Alla sbarra anche altri 17 imputati, tra cui gli imprenditori Iorio. La decisione del gup: a processo l’ex capo della squadra mobile di Napoli per favoreggiamento e abuso d’ufficio
NAPOLI – A processo l’uomo che ha catturato il «re» dei Casalesi, Michele Zagaria (e prima di lui l’altra primula rossa del clan, Antonio Iovine). Si tratta di Vittorio Pisani, ex dirigente della squadra mobile di Napoli, attualmente allo Servizio centrale operativo di Roma. È stato rinviato a giudizio con l’accusa di rivelazione di segreto, favoreggiamento, abuso d’ufficio e falso. Questa la decisione del gup di Napoli Francesca Ferri. Il giudice ha accolto integralmente le richieste dei pm Amato e Parascandolo rinviando a giudizio anche gli altri 17 imputati, tra i quali i fratelli Marco, Massimiliano e Carmine Iorio nonchè l’ex contrabbandiere e usuraio Mario Potenza con i figli Bruno, Salvatore e Assunta.

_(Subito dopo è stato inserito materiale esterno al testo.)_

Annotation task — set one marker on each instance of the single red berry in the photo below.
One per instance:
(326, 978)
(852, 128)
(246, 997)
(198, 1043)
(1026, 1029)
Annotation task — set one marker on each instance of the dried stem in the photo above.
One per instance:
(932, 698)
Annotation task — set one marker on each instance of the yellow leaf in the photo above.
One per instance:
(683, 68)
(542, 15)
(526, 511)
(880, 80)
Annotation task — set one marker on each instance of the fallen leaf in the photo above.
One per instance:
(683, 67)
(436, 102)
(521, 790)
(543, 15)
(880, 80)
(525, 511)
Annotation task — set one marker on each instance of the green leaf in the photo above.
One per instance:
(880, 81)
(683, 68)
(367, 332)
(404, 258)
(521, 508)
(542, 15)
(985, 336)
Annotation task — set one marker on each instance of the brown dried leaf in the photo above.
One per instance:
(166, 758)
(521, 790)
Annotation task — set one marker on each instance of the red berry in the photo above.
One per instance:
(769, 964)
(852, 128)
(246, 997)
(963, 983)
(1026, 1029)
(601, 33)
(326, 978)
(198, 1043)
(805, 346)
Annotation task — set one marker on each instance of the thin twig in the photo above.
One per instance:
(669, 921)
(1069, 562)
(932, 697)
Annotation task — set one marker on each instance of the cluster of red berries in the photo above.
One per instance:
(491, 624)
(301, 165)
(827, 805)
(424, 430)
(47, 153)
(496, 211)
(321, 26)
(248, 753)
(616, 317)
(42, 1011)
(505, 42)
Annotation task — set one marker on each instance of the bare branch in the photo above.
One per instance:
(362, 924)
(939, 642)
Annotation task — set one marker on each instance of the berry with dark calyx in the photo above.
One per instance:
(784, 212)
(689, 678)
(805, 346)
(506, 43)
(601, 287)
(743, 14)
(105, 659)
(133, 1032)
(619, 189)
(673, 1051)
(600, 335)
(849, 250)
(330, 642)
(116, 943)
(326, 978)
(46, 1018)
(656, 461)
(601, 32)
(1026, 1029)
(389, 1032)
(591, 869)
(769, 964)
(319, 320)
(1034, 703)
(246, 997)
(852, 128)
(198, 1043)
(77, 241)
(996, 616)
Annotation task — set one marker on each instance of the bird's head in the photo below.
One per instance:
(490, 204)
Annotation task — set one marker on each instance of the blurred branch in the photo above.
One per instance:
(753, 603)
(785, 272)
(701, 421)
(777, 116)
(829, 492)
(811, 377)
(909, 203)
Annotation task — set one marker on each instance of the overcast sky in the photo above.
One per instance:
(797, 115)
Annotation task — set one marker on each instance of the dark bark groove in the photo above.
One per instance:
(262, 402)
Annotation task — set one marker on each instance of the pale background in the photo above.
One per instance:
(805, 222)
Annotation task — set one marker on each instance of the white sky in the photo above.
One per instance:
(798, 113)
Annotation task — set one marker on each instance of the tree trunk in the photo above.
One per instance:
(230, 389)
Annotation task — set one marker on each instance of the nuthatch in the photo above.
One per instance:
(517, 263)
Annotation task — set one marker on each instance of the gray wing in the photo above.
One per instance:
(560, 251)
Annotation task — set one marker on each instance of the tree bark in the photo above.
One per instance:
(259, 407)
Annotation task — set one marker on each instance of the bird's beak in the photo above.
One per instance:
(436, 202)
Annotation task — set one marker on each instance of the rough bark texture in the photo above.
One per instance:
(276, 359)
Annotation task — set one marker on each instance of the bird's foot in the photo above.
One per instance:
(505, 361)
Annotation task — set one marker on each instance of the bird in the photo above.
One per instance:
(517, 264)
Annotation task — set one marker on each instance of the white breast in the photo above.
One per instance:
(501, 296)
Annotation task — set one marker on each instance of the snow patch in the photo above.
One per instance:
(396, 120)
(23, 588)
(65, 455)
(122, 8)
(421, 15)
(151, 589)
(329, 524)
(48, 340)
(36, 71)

PRIMA UDIENZA – Il processo comincerà a Napoli il 24 gennaio prossimo davanti alla settima sezione del Tribunale collegio A.
IL COMUNE È PARTE CIVILE – Nel dibattimento il Comune di Napoli sarà parte civile. La richiesta fu avanzata il 15 dicembre dal legale di palazzo San Giacomo Giuseppe Dardo e venne accolta dal gup Ferri, nonostante l’eccezione sollevata dal collegio difensivo degli imputati.
LE ACCUSE DELLA PROCURA – L’inchiesta parte dal presunto riciclaggio di denaro sporco da parte del clan di camorra Lo Russo in lussuosi ristoranti del lungomare di Napoli. Nel comunicato diffuso quando scattò il blitz, il 30 giugno scorso, il procuratore aggiunto Alessandro Pennasilico e l’allora capo della Procura Giovandomenico Lepore scrivevano: «Si è accertato che il dottor Vittorio Pisani era da anni a conoscenza del reimpiego dei capitali illeciti da parte di Marco Iorio (imprenditore nel settore ristorazione, ndr) e non solo non ha mai effettuato alcuna indagine, né redatto alcuna comunicazione di notizie di reato, ma ha intrattenuto quotidiani rapporti amicali con questo ultimo, frequentando il ristorante Regina Margherita». Il testo proseguiva: «Le indagini hanno rivelato anche qualcosa di più grave, che attiene al comportamento tenuto proprio in relazione alle indagini in corso, da parte del dirigente della Mobile, il quale si è fortemente speso in difesa dell’amico Iorio, tenendo comportamenti decisamente contrari ai doveri connessi con l’alto ruolo ancora oggi rivestito».
FABIO CANNAVARO E LA SOCIETA’ DI IORIO – Non solo: tra i soci della catena di ristorazione nel mirino dei pm, figurava anche Fabio Cannavaro, ex capitano della Nazionale azzurra di calcio. Nel momento dell’ingresso in società, Cannavaro – che non è indagato – ha affermato di aver conferito «150 mila o 200 mila euro». Successivamente, nell’interrogatorio in Procura, il campione del mondo sostenne di essersi intestato «per amicizia» quote fittizie di una società dell’imprenditore Marco Iorio. L’ex calciatore affermò che si era trattato di una «cortesia personale fatta ad una persona che non potevo mai immaginare potesse essere quella che appare oggi per effetto delle indagini».